March 12, 2011

Private equity environment continues to improve

The private equity deal market has been quick to rebound in 2011. According to Thomson Reuters, merger and acquisition deals are already over $36 billion for the year-to-date and the value of deals are up 88% from last year. Analysts not only expect private equity investments to continue but they also expect the size of deals to increase as well, since the credit crisis hindered the purchase of cheap debt. Although the entire private equity market has vastly improved over the past year, the investments leading the way have been in the industrial industries (including chemical & chemical related businesses), health care, and real estate.

If we measure the composition of global transaction volume, capital raising, the dollar value of private equity exits, and total equity investment. Collectively, these four key components illustrate the most fundamental elements of the private equity market, and when they are indexed, one can observe that in the 3rd quarter the global private equity industry continued to rebound from the 2008-2009 recession as total equity investment in private equity transactions increase to a record $40.1 billion ($36.4 billion reported in the 2nd quarter and $17.8 billion reported in the 1st quarter). However, PE activity has not yet returned to pre-recession levels and the industry is evolving for the better as many funds/PE firms are winding down their operations.

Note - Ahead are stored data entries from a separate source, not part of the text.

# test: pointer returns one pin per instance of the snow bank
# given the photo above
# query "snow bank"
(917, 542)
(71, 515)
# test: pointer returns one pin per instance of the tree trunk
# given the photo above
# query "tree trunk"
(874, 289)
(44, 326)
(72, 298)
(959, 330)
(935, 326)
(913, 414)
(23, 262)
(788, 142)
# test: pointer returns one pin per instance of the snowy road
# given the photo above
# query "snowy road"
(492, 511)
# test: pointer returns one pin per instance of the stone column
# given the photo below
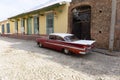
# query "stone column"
(112, 27)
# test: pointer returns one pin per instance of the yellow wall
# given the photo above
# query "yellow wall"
(60, 20)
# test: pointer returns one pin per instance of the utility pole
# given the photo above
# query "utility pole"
(112, 27)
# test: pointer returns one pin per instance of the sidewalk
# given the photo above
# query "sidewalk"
(107, 52)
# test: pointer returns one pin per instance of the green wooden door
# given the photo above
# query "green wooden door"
(36, 25)
(29, 26)
(50, 23)
(3, 29)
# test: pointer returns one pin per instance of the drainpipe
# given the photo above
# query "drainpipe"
(112, 27)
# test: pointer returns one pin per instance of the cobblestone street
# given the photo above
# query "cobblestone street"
(24, 60)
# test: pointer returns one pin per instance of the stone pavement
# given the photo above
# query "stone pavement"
(107, 52)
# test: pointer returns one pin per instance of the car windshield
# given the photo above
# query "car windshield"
(71, 38)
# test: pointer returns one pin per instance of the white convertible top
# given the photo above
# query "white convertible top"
(61, 34)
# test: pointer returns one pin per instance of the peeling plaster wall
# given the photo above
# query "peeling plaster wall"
(117, 28)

The biggest benefit of economic downturn is that private equity firms or companies tend to lose focus or ignore inefficiencies in go-go days. A few new private equity firms continue to emerge and a few existing firms will emerge even stronger, but many will go away. A generalist investment approach for very large funds might have some particular relevancies today (return of cheap money, access to resources due to larger fund fees/scale), while the middle-market (and certainly lower middle market) needs more specialized and focused investment approach because resources are limited and the middle-market contains structural inefficiencies that are absent from larger, more liquid markets. Isn’t this a good opportunity for both private equity investors and business sellers working with specialized professionals?